You Think, Therefore I Am — Summary
When Margaret applied for a credit card, a system had already decided who she was — from her zip code, her age, her browser, her search three days earlier for “best credit cards for seniors.” It constructed a probability distribution, a predicted behavior, a risk score. Not Margaret as she knows herself: a woman who has never missed a payment in forty years, who keeps a handwritten expense ledger, who treats her obligations with something close to reverence. That Margaret is invisible. The interest rate she received reflected the system’s Margaret. She will never know the difference.
Descartes: I think, therefore I am. The foundation of identity is the self’s own consciousness authenticating itself from the inside. Something has been quietly inverted. The systems mediating Margaret’s access to credit, healthcare, and insurance do not care what Margaret thinks. They think about Margaret. And what they think becomes, functionally, what she is. You think, therefore I am — where “you” is the algorithm.
Algorithmic identity is actuarial logic generalized across the entire economic landscape. Hiring algorithms score candidates based on statistical predictors from previous hires. Lending algorithms assess risk based on variables correlating with historical default. Your economic identity is not earned through your actions but assigned through your resemblance to a population. For James, twenty-three, Black, from a zip code the model associates with high claim rates — a man who has never missed a payment, works two jobs, saves — the model does not see James. It sees the zip code, the demographic category. His value is determined before he acts, by a system that has already decided what his actions will be. This is the “I AM NOT AVERAGE” problem writ large.

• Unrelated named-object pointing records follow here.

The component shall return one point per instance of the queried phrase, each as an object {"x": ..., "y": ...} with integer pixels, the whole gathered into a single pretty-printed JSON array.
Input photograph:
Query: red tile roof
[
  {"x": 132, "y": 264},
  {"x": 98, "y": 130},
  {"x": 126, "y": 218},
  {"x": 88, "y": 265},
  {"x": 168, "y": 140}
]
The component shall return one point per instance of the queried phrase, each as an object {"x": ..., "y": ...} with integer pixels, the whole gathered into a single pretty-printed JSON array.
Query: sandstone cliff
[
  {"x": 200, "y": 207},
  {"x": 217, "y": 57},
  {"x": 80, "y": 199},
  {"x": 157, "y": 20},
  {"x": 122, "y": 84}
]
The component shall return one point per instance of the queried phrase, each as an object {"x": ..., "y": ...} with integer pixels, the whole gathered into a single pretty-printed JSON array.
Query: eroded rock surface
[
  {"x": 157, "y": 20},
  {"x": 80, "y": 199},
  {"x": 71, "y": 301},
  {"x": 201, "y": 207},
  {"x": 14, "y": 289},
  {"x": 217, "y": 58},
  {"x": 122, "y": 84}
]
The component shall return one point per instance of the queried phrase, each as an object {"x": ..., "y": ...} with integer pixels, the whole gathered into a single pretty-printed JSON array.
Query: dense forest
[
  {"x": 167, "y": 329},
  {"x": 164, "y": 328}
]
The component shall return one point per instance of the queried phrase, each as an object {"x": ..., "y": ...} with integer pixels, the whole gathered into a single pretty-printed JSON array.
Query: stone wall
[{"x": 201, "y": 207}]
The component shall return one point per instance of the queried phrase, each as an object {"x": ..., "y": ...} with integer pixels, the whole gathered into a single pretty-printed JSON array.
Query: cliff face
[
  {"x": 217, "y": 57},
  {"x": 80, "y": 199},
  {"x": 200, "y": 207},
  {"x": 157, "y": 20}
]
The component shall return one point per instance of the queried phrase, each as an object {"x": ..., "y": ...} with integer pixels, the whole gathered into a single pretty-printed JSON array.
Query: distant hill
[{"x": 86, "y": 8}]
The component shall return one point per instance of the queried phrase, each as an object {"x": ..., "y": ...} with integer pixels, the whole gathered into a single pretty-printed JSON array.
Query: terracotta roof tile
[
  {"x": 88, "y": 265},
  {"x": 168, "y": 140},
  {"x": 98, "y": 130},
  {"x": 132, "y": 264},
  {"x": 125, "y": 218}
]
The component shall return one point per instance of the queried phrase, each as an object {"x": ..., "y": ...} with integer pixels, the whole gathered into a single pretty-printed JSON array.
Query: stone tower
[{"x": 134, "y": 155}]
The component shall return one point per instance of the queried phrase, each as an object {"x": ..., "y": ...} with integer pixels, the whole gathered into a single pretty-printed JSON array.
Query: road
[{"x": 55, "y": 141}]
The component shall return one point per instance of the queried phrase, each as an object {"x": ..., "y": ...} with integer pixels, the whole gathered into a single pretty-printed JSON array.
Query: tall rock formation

The loop compounds: Margaret’s credit score affects her insurance rate, which affects her healthcare options, which shapes her medication adherence, which generates the data informing her next risk assessment. Each turn narrows the institutional version of her, making it harder for the actual Margaret to be seen. The habitus has been automated — removed from the domain of human negotiation where it might, slowly, be transformed.
The deepest distortion is simple: no system that models Margaret has ever asked her the irreducibly open question every genuine human encounter begins with. Who are you? Not “what category do you belong to?” but the question that invites a response no model could predict. The threat of algorithmic identity is not that it is worse than the messy human process of recognition. It is that it is faster, cheaper, and scalable — and in being all of these things, it renders the original process obsolete. Not because the original was inferior. Because no one can afford it anymore.